Alternatives to marriage are common in New Woman literature, although they frequently end in misery. In From Man to Man (1911), Schreiner suggests that virtually the only recourse for the 'fallen woman' is prostitution, incidentally a word which for Schreiner includes consent to sexual relations in an unhappy marriage. Hermione Barton in Grant Alllen's The Woman Who Did (1895) is the mother of a child whose father she has refused to marry; she kills herself in the end to save her daughter's reputation. The 'free union' is also discussed in Gissing's The Odd Women (1893), although the Rhoda Nun/Everard Barfoot partnership is aborted before it really begins.
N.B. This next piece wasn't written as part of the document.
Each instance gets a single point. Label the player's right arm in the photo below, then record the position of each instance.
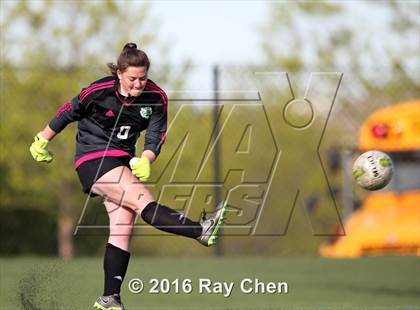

If we incorporate Jane and Mary Findlater's Crossriggs (1908) into the New Woman genre – and there is no reason why we should not – Alexandra Hope's choice of spinsterhood as opposed to an unhappy marriage seems a prime example of another such alternative.20 Kate Chopin's The Awakening (1899) explores woman's usually repressed sexual desires; the protagonist Edna Pontellier leaves her husband and has a sexual relationship with the local Lothario, although at the end she commits suicide. At the time, of course, the reason for any failure to find an alternative to marriage was the power of the dominant discourse rejecting any other discourse. All was not misery, though, and I shall turn to some perhaps more positive texts.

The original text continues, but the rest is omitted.